何度かうつ病のセルフチェックができるサイトを覗いた時に、ほぼ毎回高得点を叩き出して受診を勧められていたのは覚えている。


ちなみに私は画像や映像などの視覚的なイメージで記憶するのが得意なタイプである。

だからあの頃に観た、スマホに表示された受診を推奨する画面はよく覚えている。

そして当時を振り返った時に、毎回思い出すイメージがある。


夜中の2時だ。

場所は実家のマンションの部屋で、キッチン以外の全ての部屋の電気が消えている。

キッチンだけオレンジ色のペンダントランプが灯っていて、その下にリビングから持ってきた椅子を置いていた。

椅子の上には、身体を縮こめて丸まって座っている自分の姿がある。


なぜリビング側の方向から見た自分の姿が思い出されるのかは、よくわからない。

椅子の肌触りも、涙が伝う感覚も、そのイメージの中には保存されていない。

ただ覚えているのは、まるで暗い小さな箱に閉じ込められているかのように、身体を丸くする自分の姿なのだ。
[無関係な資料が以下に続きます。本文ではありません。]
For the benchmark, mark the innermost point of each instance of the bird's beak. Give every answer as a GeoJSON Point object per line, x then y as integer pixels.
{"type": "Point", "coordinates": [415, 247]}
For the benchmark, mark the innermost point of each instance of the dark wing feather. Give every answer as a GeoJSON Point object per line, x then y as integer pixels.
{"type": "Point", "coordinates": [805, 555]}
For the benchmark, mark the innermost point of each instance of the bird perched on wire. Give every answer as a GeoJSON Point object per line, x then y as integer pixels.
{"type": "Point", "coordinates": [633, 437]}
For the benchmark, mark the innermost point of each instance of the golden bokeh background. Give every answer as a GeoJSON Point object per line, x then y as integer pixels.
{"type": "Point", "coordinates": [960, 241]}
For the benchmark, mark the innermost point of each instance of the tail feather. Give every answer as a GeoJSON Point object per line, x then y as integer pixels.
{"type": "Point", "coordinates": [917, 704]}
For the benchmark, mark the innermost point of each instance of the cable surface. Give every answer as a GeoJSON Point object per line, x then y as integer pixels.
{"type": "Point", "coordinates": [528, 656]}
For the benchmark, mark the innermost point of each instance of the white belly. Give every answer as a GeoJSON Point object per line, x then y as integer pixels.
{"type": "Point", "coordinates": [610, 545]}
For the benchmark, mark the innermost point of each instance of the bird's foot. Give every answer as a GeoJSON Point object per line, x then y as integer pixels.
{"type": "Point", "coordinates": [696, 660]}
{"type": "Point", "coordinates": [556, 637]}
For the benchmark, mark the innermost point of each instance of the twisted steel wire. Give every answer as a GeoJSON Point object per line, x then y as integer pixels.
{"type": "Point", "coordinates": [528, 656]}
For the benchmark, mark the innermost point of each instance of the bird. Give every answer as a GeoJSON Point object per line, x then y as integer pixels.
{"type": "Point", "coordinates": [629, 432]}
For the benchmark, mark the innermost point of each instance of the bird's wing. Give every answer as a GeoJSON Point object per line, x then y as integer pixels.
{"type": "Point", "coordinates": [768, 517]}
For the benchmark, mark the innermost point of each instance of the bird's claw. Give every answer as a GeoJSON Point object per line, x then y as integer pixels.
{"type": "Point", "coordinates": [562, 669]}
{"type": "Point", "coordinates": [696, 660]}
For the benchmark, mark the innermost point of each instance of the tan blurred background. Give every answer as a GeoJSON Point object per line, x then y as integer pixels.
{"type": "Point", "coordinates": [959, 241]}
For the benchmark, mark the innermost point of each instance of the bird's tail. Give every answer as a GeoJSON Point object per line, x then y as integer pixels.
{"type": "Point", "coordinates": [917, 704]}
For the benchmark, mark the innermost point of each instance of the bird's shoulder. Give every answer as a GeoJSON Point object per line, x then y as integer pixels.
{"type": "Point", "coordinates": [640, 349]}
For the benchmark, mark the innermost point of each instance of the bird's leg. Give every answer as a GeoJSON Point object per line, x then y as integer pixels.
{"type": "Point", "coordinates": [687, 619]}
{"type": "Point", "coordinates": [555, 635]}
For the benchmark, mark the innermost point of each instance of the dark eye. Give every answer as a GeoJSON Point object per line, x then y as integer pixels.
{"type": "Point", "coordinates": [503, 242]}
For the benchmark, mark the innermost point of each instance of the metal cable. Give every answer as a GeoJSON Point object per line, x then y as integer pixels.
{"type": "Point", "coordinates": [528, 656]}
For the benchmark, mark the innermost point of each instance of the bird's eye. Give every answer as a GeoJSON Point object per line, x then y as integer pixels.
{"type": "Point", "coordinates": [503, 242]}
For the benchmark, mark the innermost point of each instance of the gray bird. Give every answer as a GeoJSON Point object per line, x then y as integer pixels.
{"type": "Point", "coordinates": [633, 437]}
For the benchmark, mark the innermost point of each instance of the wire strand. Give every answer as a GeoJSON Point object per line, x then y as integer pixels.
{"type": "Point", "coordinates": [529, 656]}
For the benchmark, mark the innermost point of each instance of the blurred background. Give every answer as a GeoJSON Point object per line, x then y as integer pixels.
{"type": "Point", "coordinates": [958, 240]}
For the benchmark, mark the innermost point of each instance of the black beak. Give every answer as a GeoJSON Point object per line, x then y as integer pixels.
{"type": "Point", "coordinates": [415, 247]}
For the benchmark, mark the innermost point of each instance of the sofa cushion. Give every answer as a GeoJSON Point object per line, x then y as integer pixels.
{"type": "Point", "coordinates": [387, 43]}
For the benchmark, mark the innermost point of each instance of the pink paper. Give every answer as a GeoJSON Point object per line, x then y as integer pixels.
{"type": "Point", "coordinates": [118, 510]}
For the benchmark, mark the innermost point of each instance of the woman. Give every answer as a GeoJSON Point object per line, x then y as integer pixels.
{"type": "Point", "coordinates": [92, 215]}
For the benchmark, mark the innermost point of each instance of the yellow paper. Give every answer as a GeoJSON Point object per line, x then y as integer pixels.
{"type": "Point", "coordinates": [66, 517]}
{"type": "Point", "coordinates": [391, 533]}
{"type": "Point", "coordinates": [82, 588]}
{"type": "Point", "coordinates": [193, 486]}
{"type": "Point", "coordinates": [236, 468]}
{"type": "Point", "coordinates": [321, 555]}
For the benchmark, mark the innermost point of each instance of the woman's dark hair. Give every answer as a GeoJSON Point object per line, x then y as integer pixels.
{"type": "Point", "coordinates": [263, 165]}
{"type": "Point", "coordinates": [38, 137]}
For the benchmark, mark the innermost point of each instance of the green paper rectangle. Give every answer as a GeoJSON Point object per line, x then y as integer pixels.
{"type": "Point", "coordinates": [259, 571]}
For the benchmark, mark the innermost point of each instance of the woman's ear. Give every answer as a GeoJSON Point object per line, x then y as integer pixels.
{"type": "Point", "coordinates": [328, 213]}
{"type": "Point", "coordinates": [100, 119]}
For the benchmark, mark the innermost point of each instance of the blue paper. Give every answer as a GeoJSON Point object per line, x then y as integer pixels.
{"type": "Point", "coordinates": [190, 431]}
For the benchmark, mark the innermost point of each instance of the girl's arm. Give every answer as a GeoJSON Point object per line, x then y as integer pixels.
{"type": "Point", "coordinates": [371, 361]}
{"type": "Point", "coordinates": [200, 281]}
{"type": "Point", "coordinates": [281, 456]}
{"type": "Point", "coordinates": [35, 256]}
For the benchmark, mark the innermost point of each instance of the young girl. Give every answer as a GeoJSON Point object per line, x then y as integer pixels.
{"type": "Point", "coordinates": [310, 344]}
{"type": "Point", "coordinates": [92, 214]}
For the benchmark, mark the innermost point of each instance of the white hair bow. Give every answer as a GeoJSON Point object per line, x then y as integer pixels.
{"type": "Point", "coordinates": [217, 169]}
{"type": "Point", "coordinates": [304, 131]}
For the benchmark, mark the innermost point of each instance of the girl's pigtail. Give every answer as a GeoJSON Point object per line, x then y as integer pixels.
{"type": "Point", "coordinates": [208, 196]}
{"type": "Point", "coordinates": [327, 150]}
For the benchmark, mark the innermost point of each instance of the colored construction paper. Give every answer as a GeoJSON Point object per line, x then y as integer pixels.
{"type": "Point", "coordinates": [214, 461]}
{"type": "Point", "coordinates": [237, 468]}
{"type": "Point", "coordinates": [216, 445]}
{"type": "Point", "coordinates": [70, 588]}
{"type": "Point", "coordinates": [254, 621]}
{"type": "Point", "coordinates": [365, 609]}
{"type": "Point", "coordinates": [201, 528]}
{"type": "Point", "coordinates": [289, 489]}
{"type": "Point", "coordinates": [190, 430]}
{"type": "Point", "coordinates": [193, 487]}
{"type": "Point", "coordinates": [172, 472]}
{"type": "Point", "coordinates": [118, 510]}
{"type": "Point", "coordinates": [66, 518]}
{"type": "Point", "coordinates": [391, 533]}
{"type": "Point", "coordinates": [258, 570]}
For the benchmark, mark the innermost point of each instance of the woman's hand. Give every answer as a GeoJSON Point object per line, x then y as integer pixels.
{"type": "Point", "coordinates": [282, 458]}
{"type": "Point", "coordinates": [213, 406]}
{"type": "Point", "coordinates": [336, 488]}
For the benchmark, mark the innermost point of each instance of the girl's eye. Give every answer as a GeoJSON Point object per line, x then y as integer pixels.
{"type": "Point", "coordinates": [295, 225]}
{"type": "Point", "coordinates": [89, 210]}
うつ病の症状というのは様々あるが、私の場合に顕著だったのは、ネガティブな出来事の拡大解釈だった。


実家の固定電話が鳴ることとか、まだ夏休みの宿題が終わっていないこととか、明日が始業式であることとか、ほんの些細なことがこの世の終わりのように思えた。

それだけのことで、心臓が異常に高鳴り、手足が冷たくなって、涙が勝手に溢れて、よく眠れなかった。

何度も7階のベランダの柵に足をかける自分の姿を想像した。

 

それでもなんとか、

土曜日の関ジャニ∞クロニクルを観るまでは死ねない

エイタメのオーラスに行くまでは死ねない

イフオアを観るまでは死ねない

と思いながら、騙し騙し延命していた。


もし関ジャニ∞がいなかったら、もし村上信五がいなかったら、私は本当に死んでいたんじゃないかと思う。


私はそんな風にして、10代のおよそ10年間を過ごした。

ありがたいことに、これは過去の話である。

今の私はそこそこ元気だ。

 

舞台の上の眠れない人々


私の憂鬱は、2020年を機に急激に回復に向かった。

コロナ禍だったのはある。周囲の人間との繋がりが一旦ある程度強制的に断ち切られたことで、自分をリセットすることができた。


そして私のメンタルを回復するのに最も役立ったのは、コンサートではなく舞台だった。


舞台上には眠れない人々がたくさん登場する。

 

マシーン日記のミチオも、パラダイスの梶や辺見、青木も、揃って「よく眠れない」ということを口にしていた。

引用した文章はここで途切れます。